The Social Foundations of Institutional Order: Reconsidering War and the 'Resource Curse' in Andean State Building.  The question of state building has long been a central topic for scholars of Comparative Politics.  But while it is generally well-accepted that 'strong' states develop more rapidly, win wars, and more effectively cope with external shocks, what is less understood is why some states develop effective bureaucracies - capable of extracting resources and deploying them in pursuit of public goods - while others remain mired in corruption, rent-seeking, and predation.  Traditional answers have suggested that external conflict promotes administrative modernization, while access to comparatively easily-extracted natural resource rents impedes it.  This paper takes a different turn, arguing that bureaucratic effectiveness is a product of an interaction between social and political dynamics.  Where agriculture is not labor repressive and political elites are incorporated within the state (either through absolutist subordination or cooperative 'oligarchic democracies'), then it is likely that international conflicts will promote political modernization and resource wealth can be put to good use.  Where they do not obtain, however, war more likely provokes state failure while resource wealth is likely only to generate clientelist domination and the creation of 'rentier states.'  The paper makes this case through an examination of the post-independence political development of Peru and Chile; countries locked in a century-long strategic conflict (that spawned two major wars), and both overwhelmingly dependent not only on natural resource exports, but the very same natural resource exports.  Nevertheless, their political development followed widely divergent paths, with the former facing persistent administrative collapse and the continued inability to extract resouces or provide public goods, while the latter built an unusually effective public bureaucracy, capable of extracting and deploying resources in far more developmentally nutritious ways.

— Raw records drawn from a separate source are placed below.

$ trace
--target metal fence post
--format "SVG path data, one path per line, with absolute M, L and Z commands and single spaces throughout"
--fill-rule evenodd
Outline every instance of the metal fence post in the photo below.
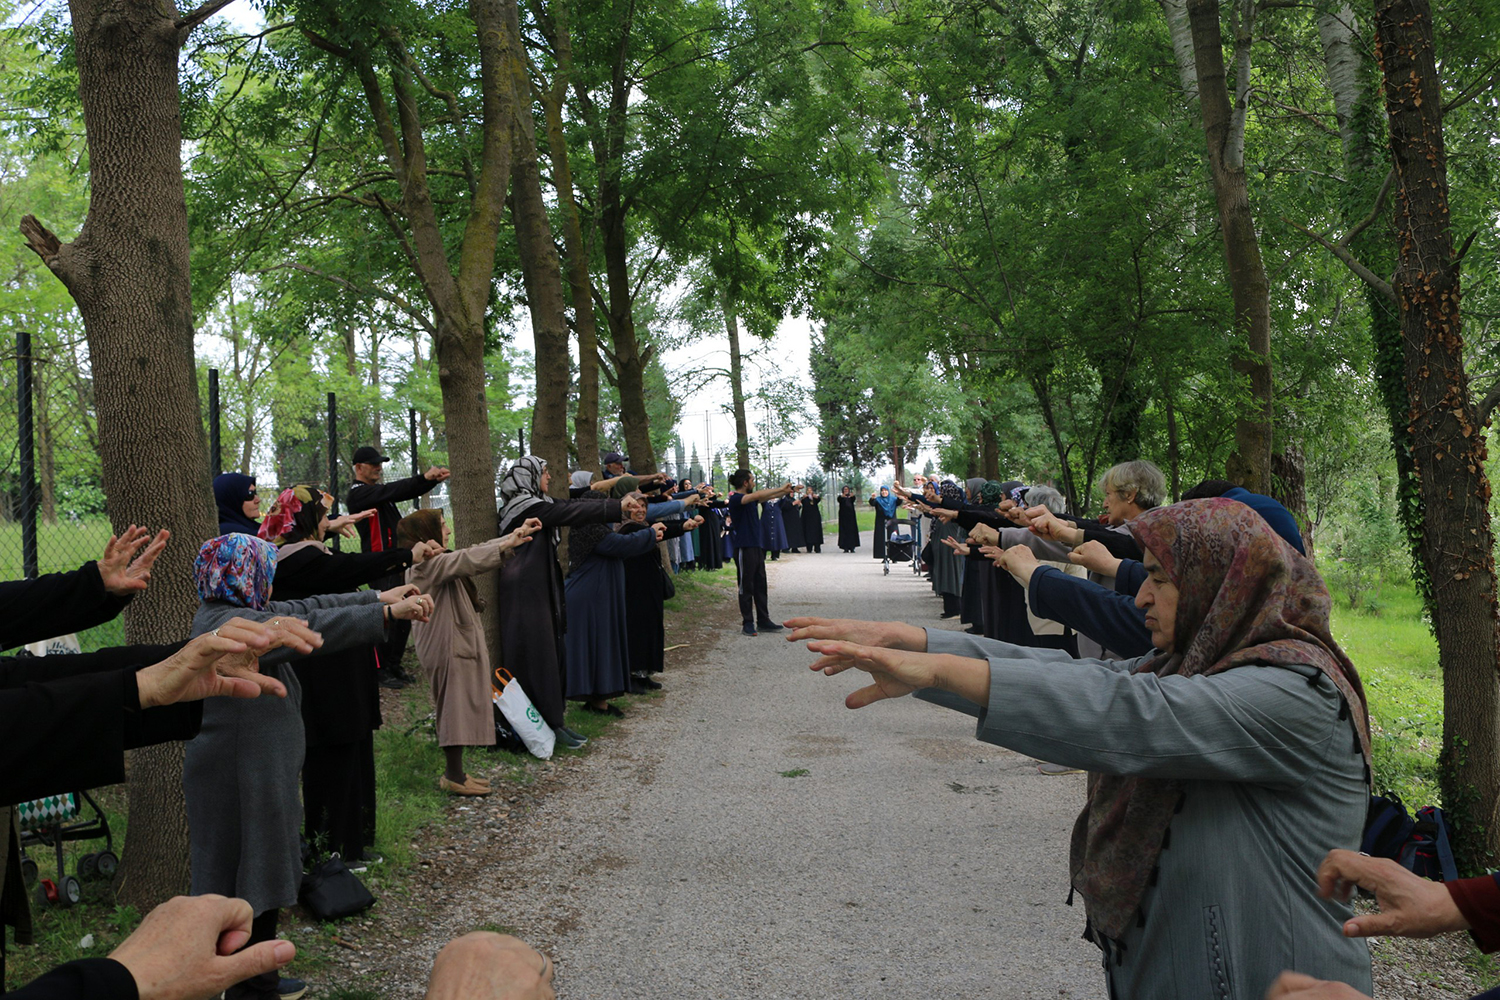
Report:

Embedding Neoliberal Reform in Latin America.  Although research in the advanced industrial nations has identified a supportive link between an expanded public sector role and economic openness, studies of the developing world have been much less sanguine about the possibilities of broader state intervention in the context of economic liberalization. We investigate the possibility that governments in Latin America may ‘embed’ economic openness in a broader public sector effort, and find that while several countries have moved toward an orthodox neoliberal model with minimal state interventions, other Latin American governments have maintained a broader public sector presence on the supply side of the economy while pursuing deep liberalization. We call the latter strategy ‘embedded neoliberalism,’ to distinguish it from the more egalitarian ambitions of post-war embedded liberalism. Cross-sectional time series analysis reveals that embedded neoliberal strategies in Latin America have grown out of a legacy of advanced import substitution industrialization, and have been promoted by non-left governments, unless labor is very strong.  The orthodox neoliberal model, by contrast, has emerged where post-war industrial development was attenuated, and where labor unions were weakened considerably by the debt crisis.